The closest most people get to owning shares is through their pension plans.
Smokey Robinson's Tracks of My Tears rang out over the conference tannoy
So will the current turmoil in stock markets round the world mean less money for them when they retire?
I spoke to people at the National Association of Pension Funds (NAPF) annual conference in Glasgow to find out how worried they are... and how worried we should be.
As delegates filed into the opening session of their conference, Smokey Robinson was playing over the loudspeakers.
"Take a good look at my face. You'll see my smile looks out of place.
"If you look closer, it's easy to trace the tracks of my tears."
I'm sure organisers didn't mean anything by it.
But it did seem strangely appropriate, especially when NAPF chairman Chris Hitchen started his presentation with a collection of great financial crises we have known and loved.
Images and music flashed up on the giant screen, culminating in some striking archive footage from the 1929 Wall Street crash.
Traders working on Wall Street, around 1929
"Who knew 12 months ago, when we started planning this programme, that there was going to be a world financial crisis, global meltdown?" he asked the assembled fund managers and pension fund trustees.
But when I got the chance to interview him, he was less apocalyptic.
He did accept that the value of pension funds has declined in market value terms by billions of pounds over the last few weeks.
"It's never nice to lose money," he said, "but every problem brings an opportunity.
"To the extent that people are still investing for their retirement, lower stock market levels is a good opportunity to actually invest at more reasonable levels."
He accepted that the present crisis does seem particularly severe, but added: "The end of the world has been often predicted.
"And the predictors have generally been wrong."
The same reassuring message came from Joanne Segars, the association's chief executive, who appealed for a sense of perspective.
"We have seen a lot of turmoil on the markets, but we need to remember that pension schemes are long-term investors.
"They're investing in a mix of assets, for liabilities that stretch out of 40, 50, 60 or even 70 years.
"It's essential that we remember," she added, "that the ability of pension schemes to pay out pensions hasn't been affected."
But at a reception for conference delegates, hosted by the City of Glasgow, some were willing to express real concern about the future.
"If I were a member of a defined contribution fund, and coming up to retirement in the next six, nine or 12 months," one said, "then I would be very worried."
She said the value of the pot of money such a person would have to buy their pension when they retire "has diminished in value significantly".

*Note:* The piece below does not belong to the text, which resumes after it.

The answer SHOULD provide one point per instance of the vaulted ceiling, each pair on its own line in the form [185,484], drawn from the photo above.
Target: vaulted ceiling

And the problem for anyone in that position, she told me, is that they won't have time for the markets to bounce back and restore the value of their investments.
So what can they do? I asked.
"Hold fire. Don't panic. And maybe you might have to work a bit longer than you'd anticipated," she advised.
Another man, a member trustee of a pension fund for mainly lower paid workers, was even more gloomy.
"With the crisis that's happening today, I'm worrying about what they're going to get in the future," he said.
"People are going to die because of this, because they're not going to have enough to pay for food, for heating.
"They're not going to be able to pay the bills. End of story."
And he was clear about what he would like to see done to solve the situation.
"I would like the government to start putting some money back into the pension system," he said.
"They took £5bn out. Why can't they put some of that back?
"They're giving it to the bankers. Why can't they give it to the pensioners? And to the future pensioners of this country?"